Je feuillette distraitement ces illustrés, et je suis de plus en plus saisi d’une aversion mêlée d’un sentiment comique. Sur des dessins de couvertures, ou à l’intérieur sur des photos bien placées dans les textes, apparaissent fréquemment les hommes d’États à la mode du temps, célébrés et idolâtrés chez eux : une galerie de portraits des leaders politiques. Ils se plantent devant la caméra ou le crayon du dessinateur les croque de face ou de profil ; ils n’aiment pas beaucoup le profil, il révèle davantage du modèle et il est plus difficile à tenir sous contrôle ; ces messieurs veulent voir l’artiste ou l’artisan pendant qu’il travaille, et vérifier s’il fait bien ressortir ce qu’ils veulent communiquer au monde. Il n’y a pas lieu ici de plaisanter, de rire de la conception artistique ou de l’objectivité de l’appareil de photo ; ils s’efforcent à la même concision militaire dans l’expression des traits de leur visage que dans la sélection de leurs slogans, et ce qui tombe au-delà ne serait que curiosité, lèse-majesté, et ne serait  important que, brièvement et en allemand, du point de vue d’une insolente indiscrétion juive, or cela doit être évité. En regardant ces portraits on a le sentiment désagréable qu’avant que le dessinateur ou le photographe les signe, le modèle a supervisé la création, en a retiré ou y a ajouté un ou deux traits, avant d’en autoriser la parution.

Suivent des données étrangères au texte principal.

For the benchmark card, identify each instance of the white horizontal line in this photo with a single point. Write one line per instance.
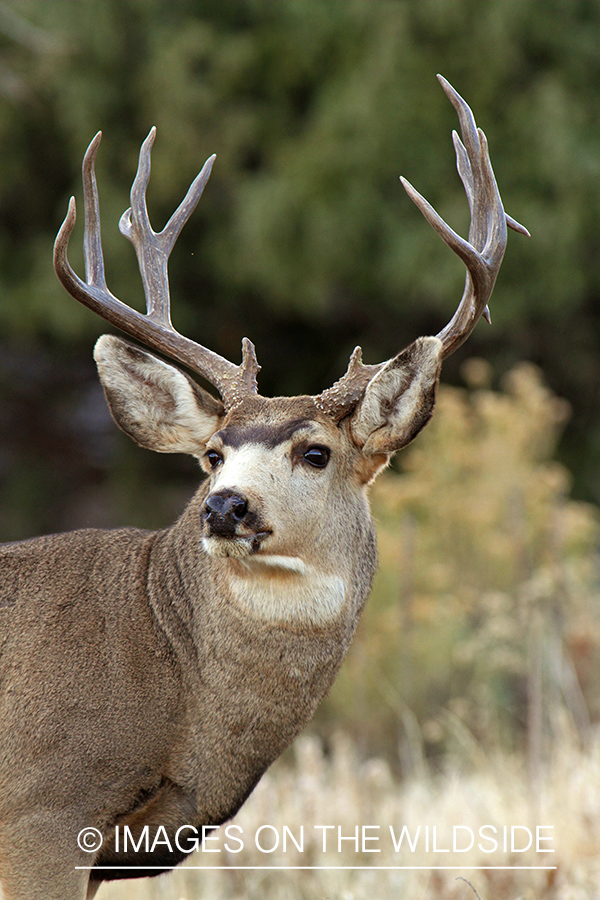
(311, 868)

Jusqu’à ce qu’ils se voient tels qu’ils souhaitent se voir.

Jusqu’à ce que leur figure paraisse suffisamment sévère et redoutable.

 

*

Car ces expressions sont sévères et redoutables.

Seulement moi je ne comprends pas pourquoi, dans quel but, au nom de quelle passion terrible, extraterrestre ou souterraine, en faveur de quel effet terrifiant, paralysant et hypnotisant, ils font ces têtes de croque-mitaines à faire pleurer les enfants, courber les lèvres des nourrissons, gémir les petits chiens, trembler les cancres et mettre en danger les pantalons des âmes sensibles.

Pourquoi faire peur au spectateur qui aimerait prendre tranquillement son petit-déjeuner en feuilletant ses illustrés favoris, au point que le bout du croissant retombe de sa bouche restée ouverte ?

Pourquoi sont-ils si sévères ?

Qui menacent-ils ?

À qui et de quoi veulent-ils faire peur ?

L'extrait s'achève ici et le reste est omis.